I’ll be blunt. I have no time for Communists.
Theoretically, Communism is just plain dumb. But on a practical level, it’s even worse.
On a recent trip to Vietnam I had some unpleasant run-ins with Communist officials.
In Ho Chi Minh City Airport a snotty-nosed young man in a green uniform, red epaulets and an oversized peaked cap started barking at me and banging his fists on his desk after I politely asked him if there was a cash machine nearby.
And while visiting Ho Chi Minh’s mausoleum, a Vietnam People’s Army guard threatened to throw me out on the street unless I took my hands out of my pockets.
There was a threatening undertone to both exchanges and the kind of arrogance you would expect from a regime that routinely denies citizens basic rights.
Luckily, Communism’s days are numbered – at least if leading emerging markets expert Charles Robertson of Renaissance capital is to be believed.
Robertson predicts China could be a democracy by 2017.
How does he know?
He has based his call off well-known studies of the links between rising incomes and the transformation from autocratic regimes to democracies.
According to Robertson, democracies become “immortal” after per-head GDP – a country’s total economic output divided by the number of citizens living there – rises above $10,000.
And by 2017, based on current growth levels, Chinese per-head GDP should be in the region of $15,000.
The Middle Class Always Want More Political Rights
The thinking behind this claim is simple enough. Once we have enough to eat, have a roof over our head and are thinking about buying a car, we start to demand political rights, too.
There’s good evidence to support this. For instance, only five democracies above the $6,000 income level have “died.” These were Greece in 1967, Argentina in 1976, Iran in 2004, Thailand in 2006, Venezuela in 2009.
But after looking at nearly 150 states, Robertson’s research revels that there is no case of a democracy collapsing once it has achieved per head annual incomes of $10,000.
Meanwhile, autocracies have less chance of becoming democracies than vice versa up to the $3,500 per-head GDP level.
There are exceptions – big Middle East energy exporters for example. But these states don’t have to rely on taxes to survive. They can fund spending from energy exports.
So overall Robertson’s prediction is pretty sound.
It’s All Part of the Current Growth “Super Cycle”
This is part of the current “super cycle” of growth I’ve been banging the drum on recently – the high growth phase driven by an exploding middle class, rapid industrialization and urbanization in the emerging economies.

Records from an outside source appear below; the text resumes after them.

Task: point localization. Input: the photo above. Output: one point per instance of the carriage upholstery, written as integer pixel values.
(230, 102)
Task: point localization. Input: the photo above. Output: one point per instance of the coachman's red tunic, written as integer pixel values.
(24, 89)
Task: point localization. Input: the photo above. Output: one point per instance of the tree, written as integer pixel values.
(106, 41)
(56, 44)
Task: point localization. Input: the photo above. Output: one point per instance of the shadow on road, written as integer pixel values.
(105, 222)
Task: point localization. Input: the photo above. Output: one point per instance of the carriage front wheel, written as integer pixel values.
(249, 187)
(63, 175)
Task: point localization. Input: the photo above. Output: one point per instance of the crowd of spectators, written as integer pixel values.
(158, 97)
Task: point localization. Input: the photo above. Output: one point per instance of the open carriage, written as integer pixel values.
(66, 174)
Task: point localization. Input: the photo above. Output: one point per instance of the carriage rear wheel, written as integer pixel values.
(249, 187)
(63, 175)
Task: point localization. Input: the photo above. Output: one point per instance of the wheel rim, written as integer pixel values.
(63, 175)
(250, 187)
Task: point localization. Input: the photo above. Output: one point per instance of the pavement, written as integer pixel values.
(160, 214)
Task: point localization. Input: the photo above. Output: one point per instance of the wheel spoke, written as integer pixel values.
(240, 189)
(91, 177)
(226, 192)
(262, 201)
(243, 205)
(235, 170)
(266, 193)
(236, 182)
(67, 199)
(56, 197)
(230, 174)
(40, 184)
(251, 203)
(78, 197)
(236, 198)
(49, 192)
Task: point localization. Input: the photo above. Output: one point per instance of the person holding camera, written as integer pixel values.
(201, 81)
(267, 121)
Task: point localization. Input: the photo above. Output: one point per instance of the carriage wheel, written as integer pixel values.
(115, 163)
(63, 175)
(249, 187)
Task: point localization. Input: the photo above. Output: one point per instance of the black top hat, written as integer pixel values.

And it offers far-sighted investors one of the best opportunities to profit in a generation.
Right now the emerging economies – places like India, China, Brazil, Turkey, Russia, Indonesia and South Africa – are playing catch up to the West’s standards of living.
Incomes are growing fast. And this is leading to massive opportunities for business targeting the emerging world’s middle class consumers.
But eventually the emerging world will have “caught up” to the West. The big income gap will have closed. And the world will come under new pressures – like resource scarcity, pollution and climate destabilization.
So now is the time to act, not when the emerging middle class have already caught up.
A New Growth Phase
Adding democratization into the mix could rapidly speed up the pace of growth in places like China and Vietnam. In Taiwan and South Korea, for example, per-head GDP continued to rise by about $1,000 a year after democratization.
One of my favorite ways to play the long-term trend toward Chinese growth is by adding exposure to the Chinese currency, the yuan.
You can do this easily by way of the Wisdom Tree Dreyfus Chinese Yuan Fund (NYSE:CYB).
This seeks to achieve total returns reflective of both money market rates in China available to foreign investors and changes in value of the yuan relative to the dollar.
As China’s economy grows and its trade with the rest of the world become more important, CYB will rise in value – whether or not democracy arrives in Beijing.